Many of my views fetch external resources. I want to make sure that under heavy load I don't blow up the remote sites (and/or get banned).
I only have 1 crawler so having a central lock will work fine.
I want to allow at most 3 queries to a host per second, and have the rest block for a maximum of 15 seconds. How could I do this (easily)?
Use django cache
Seems to only have 1 second resolution
Use a file based semaphore
Easy to do locks for concurrency. Not sure how to make sure only 3 fetches happen a second.
Use some shared memory state
I'd rather not install more things, but will if I have to.
One approach; create a table like this:
class Queries(models.Model):
site = models.CharField(max_length=200, db_index=True)
start_time = models.DateTimeField(null = True)
finished = models.BooleanField(default=False)
This records when each query has either taken place, or will take place in the future if the limiting prevents it from happening immediately. start_time is the time the action is to start; this is in the future if the action is currently blocking.
Instead of thinking in terms of queries per second, let's think in terms of seconds per query; in this case, 1/3 second per query.
Whenever an action is to be performed, do the following:
Create a row for the action. q = Queries.objects.create(site=sitename)
On the object you just created (q.id), atomically set start_time to the greatest start_time for this site plus 1/3 second. If the greatest is 10 seconds in the future, then we can start our action at 10 1/3 seconds. If that time is in the past, clamp it to now().
If the start_time that was just set is in the future, sleep until that time. If it's too far in the future (eg. over 15 seconds), delete the row and error out.
When the query is finished, set finished to True, so the row can be purged later on.
The atomic action is what's important. You can't simply do an aggregate on Queries and then save it, since it'll race. I don't know if Django can do this natively, but it's easy enough in raw SQL:
UPDATE site_queries
SET start_time = MAX(now(), COALESCE(now(), (
SELECT MAX(start_time) + 1.0/3 FROM site_queries WHERE site = site_name
)))
WHERE id = object_id
Then, reload the model and sleep if necessary. You'll also need to purge old rows. Something like Queries.objects.filter(site=site, finished=True).exclude(id=id).delete() will probably work: delete all finished queries except the one you just made. (That way, you never delete the latest query, since later queries need that to be scheduled.)
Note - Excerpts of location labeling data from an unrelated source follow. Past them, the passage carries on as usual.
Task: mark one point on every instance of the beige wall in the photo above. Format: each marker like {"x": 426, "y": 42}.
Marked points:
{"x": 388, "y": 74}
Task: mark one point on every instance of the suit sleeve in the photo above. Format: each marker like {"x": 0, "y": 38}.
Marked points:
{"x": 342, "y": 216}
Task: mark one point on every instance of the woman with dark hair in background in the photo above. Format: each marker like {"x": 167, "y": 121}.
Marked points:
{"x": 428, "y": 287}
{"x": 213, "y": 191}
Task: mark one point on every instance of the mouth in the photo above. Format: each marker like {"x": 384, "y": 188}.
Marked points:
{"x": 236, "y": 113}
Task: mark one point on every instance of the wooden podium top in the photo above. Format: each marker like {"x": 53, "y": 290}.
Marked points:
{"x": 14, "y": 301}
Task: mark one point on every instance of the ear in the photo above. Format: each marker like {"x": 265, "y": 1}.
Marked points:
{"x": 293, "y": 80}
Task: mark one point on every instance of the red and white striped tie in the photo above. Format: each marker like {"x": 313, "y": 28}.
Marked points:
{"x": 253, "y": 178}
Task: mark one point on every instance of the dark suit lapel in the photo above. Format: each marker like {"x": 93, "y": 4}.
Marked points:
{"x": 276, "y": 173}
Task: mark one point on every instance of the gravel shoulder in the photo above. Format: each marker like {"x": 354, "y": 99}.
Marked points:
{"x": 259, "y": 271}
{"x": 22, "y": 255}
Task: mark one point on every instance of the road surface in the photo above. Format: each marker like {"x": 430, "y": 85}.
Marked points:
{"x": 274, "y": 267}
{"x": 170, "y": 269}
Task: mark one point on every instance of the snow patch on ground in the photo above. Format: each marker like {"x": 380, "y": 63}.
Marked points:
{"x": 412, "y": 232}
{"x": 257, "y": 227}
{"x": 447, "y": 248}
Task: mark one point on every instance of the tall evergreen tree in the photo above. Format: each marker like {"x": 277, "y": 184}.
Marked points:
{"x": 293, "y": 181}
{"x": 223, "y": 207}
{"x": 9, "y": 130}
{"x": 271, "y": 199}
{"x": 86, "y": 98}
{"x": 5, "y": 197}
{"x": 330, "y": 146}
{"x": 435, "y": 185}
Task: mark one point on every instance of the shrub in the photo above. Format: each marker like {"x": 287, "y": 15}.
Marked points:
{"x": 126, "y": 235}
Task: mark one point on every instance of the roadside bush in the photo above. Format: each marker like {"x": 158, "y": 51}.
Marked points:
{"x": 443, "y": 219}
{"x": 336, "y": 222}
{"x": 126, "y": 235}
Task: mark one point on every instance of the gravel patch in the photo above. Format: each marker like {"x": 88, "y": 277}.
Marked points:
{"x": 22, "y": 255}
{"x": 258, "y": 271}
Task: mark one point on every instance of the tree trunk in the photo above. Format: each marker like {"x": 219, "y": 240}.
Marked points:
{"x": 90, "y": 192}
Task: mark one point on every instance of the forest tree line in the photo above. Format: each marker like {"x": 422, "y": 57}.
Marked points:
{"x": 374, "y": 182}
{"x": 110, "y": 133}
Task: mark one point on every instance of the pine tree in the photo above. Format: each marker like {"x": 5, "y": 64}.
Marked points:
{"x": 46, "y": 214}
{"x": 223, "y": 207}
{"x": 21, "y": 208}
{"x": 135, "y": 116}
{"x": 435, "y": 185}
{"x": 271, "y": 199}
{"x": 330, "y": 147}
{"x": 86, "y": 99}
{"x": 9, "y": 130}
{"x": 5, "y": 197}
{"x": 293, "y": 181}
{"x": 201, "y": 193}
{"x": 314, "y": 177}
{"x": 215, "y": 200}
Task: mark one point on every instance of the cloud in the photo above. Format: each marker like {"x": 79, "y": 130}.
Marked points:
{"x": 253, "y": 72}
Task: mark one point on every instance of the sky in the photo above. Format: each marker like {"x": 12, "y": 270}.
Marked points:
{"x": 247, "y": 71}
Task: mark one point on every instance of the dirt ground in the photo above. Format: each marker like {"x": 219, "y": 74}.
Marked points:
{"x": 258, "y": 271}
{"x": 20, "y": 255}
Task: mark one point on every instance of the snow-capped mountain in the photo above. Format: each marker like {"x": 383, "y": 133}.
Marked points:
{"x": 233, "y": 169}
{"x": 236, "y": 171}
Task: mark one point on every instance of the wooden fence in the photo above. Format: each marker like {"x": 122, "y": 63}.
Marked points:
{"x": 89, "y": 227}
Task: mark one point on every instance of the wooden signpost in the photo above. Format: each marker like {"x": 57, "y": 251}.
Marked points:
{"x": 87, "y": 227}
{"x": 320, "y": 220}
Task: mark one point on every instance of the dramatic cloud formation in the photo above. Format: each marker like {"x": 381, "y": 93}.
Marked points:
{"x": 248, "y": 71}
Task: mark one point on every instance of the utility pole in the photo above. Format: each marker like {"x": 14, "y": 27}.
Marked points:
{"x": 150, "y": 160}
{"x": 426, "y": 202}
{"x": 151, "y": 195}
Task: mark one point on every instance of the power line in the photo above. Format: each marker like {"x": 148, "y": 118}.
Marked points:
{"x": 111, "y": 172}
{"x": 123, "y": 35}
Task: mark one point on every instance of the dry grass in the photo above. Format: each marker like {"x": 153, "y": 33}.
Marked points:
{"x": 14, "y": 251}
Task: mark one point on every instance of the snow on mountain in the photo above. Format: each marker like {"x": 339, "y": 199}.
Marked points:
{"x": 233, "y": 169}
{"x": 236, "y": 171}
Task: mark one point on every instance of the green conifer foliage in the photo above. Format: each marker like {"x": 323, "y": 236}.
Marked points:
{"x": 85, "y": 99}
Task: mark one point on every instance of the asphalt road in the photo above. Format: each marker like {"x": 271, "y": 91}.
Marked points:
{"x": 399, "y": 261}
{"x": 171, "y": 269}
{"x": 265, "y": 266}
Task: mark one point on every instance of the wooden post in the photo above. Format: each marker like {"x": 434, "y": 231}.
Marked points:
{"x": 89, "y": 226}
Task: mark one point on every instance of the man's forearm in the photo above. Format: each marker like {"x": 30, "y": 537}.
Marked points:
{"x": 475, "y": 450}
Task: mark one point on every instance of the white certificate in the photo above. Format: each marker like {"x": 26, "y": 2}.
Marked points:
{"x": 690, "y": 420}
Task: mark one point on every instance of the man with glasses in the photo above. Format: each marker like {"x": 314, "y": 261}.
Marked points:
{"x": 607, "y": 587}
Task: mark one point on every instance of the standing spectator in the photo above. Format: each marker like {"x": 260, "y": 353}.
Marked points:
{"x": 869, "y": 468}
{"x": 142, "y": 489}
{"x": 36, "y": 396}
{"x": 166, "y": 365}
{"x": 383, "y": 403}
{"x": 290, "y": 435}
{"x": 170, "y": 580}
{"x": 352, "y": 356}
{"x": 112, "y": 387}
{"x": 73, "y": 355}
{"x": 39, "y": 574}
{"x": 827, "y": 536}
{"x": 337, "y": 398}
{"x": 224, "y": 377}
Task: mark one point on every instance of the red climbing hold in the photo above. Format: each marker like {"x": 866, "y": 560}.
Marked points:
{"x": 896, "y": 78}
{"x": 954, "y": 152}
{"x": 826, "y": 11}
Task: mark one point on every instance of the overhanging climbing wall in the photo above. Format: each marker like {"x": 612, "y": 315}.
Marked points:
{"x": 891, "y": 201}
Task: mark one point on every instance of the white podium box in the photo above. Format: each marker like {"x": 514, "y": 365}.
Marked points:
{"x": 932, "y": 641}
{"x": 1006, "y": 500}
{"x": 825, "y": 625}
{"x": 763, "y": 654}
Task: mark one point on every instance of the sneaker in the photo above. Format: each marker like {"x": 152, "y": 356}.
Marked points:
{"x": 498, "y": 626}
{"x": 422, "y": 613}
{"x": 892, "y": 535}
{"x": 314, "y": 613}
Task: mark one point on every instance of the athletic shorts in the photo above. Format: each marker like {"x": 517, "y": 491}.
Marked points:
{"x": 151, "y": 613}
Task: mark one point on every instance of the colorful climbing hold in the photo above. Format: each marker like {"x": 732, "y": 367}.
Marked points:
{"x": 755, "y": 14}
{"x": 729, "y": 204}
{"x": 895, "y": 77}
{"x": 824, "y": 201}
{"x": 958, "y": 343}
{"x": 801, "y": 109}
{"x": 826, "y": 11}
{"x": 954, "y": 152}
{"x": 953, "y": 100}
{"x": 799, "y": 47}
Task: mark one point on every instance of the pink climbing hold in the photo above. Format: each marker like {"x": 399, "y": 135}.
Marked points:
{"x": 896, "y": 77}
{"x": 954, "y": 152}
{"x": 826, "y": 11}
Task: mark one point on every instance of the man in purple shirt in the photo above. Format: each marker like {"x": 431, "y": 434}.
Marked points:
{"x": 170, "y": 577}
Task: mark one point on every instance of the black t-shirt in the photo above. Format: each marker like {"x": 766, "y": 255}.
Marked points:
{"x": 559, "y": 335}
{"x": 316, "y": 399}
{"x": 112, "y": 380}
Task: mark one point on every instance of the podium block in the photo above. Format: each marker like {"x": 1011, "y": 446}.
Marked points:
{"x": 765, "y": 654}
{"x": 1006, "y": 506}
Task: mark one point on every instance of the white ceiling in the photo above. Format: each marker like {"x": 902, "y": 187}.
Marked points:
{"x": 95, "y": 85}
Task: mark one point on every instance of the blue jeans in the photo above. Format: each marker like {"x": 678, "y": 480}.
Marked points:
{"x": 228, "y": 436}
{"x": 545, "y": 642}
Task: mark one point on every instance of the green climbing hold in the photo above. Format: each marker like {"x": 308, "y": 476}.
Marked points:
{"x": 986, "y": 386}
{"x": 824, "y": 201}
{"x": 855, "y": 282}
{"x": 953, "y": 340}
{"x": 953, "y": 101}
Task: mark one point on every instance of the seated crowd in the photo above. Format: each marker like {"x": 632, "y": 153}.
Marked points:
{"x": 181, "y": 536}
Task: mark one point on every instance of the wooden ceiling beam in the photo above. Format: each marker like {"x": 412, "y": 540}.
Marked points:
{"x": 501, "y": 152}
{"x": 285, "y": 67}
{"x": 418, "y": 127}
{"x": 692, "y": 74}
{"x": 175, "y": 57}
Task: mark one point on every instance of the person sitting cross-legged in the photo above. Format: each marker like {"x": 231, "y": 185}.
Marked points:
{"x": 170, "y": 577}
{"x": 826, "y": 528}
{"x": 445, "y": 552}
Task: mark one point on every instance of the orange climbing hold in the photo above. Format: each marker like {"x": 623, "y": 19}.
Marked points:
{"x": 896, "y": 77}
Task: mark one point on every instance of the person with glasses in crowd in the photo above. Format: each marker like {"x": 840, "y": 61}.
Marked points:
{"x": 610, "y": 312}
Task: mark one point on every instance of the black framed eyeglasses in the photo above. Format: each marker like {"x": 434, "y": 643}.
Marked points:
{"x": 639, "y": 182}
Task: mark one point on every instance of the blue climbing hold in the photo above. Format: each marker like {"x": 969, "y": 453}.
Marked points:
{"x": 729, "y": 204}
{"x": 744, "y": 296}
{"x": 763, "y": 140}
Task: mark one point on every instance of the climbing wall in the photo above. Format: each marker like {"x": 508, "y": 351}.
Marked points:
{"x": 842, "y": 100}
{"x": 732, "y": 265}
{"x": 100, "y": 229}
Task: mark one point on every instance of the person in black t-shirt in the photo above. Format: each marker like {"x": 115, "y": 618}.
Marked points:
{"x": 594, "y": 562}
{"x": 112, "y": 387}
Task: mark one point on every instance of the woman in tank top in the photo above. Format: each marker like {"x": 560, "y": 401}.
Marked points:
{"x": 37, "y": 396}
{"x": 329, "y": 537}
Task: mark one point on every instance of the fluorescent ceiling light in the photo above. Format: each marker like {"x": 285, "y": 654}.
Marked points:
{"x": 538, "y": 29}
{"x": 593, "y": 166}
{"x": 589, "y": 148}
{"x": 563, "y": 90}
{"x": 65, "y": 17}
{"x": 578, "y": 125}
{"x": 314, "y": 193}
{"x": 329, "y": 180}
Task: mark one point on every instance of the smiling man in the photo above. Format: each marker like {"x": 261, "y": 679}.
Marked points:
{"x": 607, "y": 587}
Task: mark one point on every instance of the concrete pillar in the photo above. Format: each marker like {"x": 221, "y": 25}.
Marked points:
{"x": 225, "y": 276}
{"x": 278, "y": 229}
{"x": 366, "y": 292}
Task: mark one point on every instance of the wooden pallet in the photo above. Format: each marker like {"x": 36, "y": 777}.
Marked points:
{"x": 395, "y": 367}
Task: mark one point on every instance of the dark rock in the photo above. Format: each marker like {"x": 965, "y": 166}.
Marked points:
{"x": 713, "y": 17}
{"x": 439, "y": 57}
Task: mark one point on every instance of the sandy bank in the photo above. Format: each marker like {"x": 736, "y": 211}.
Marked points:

Finally, make sure the UPDATE doesn't take place in a transaction. Autocommit must be turned on for this to work. Otherwise, the UPDATE won't be atomic: it'd be possible for two requests to UPDATE at the same time, and receive the same result. Django and Python typically have autocommit off, so you need to turn it on and then back off. With Postgres, this is connection.set_isolation_level(ISOLATION_LEVEL_AUTOCOMMIT) and ISOLATION_LEVEL_READ_COMMITTED. I don't know how to do this with MySQL.
(I consider the default of having autocommit turned off in Python's DB-API to be a seriously design flaw.)
The benefit of this approach is that it's quite simple, with straightforward state; you don't need things like event listeners and wakeups, which have their own sets of problems.
A possible issue is that if the user cancels the request during the delay, whether or not you do the action, the delay is still enforced. If you never start the action, other requests won't move down into the unused "timeslot".
If you're not able to get autocommit to work, a workaround would be to add a UNIQUE constraint to (site, start_time). (I don't think Django understands that directly, so you'd need to add the constraint yourself.) Then, if the race happens and two requests to the same site end up at the same time, one of them will throw a constraint exception that you can catch, and you can just retry. You could also use a normal Django aggregate instead of raw SQL. Catching constraint exceptions isn't as robust, though.
What about using a different process to handle scraping, and a queue for the communication between it and Django?
This way you would be able to easily change the number of concurrent requests, and it would also automatically keep track of the requests, without blocking the caller.
Most of all, I think it would help lowering the complexity of the main application (in Django).
Related
Let's say i want to implement a "Like/Unlike" system in my app. I need to count each like for sorting purposes later. Can i simply insert the current value + 1 ? I think it's too simple.
What if two user click on the same time ? How to prevent my counter to be disturbed ?
I read i need to implement transactions by a simple decorator #transaction.atomic but i am wonder if this can handle my concern.
Transactions are designed to execute a "bloc" of operations triggered by one user, whereas in my case i need be able to handle multiple request at the same time and safely update the counter.
Any advise ?
You can use F() expression, eg.
content.likes_count = F('likes_count') + 1
content.save()
So the operation will be excuted in database not in python.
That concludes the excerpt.